お若い頃から甘いものがお好きで、とりわけ和菓子が好物でした。昔のことですが、逓信大臣の三土忠造夫人を私邸に訪問しましたとき、応接室で三土夫人をお待ちする間に和菓子と果物が出されました。

「よろしかったら、このお菓子をどうぞ」と云ひますと、薫夫人はニッコリされて、「では私の果物もどうぞ」とご自分の前の果物皿を私の方へよこされました。そこで薫夫人はお菓子を二人分、私は果物を二人分、いそいで戴きました。そして互に皿を元に戻しました。急におかしくなって、笑ひを押えるのに困ったことでした。

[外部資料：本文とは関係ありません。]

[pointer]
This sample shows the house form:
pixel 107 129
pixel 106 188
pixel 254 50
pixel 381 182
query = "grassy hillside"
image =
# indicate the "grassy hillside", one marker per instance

その頃、清和会の役員会は首相官邸の犬養夫人のお室でした。虎屋の和菓子の大きいのを薫夫人は、三人分ぐらいは平気で召し上がりました。

昭和七年頃でしたか、祝辞をのべられました。マイクのない時代、会場が広いせいか、中ほどの席に居た私の身にはさっぱり聞こえないのです。

「文相夫人としてこれからも、今日のような御挨拶をなさることが度々あると思います。もっと声のだしかたを練習なさるためにも、謡をおはじめになっては」と、その帰途私は薫夫人に申しました。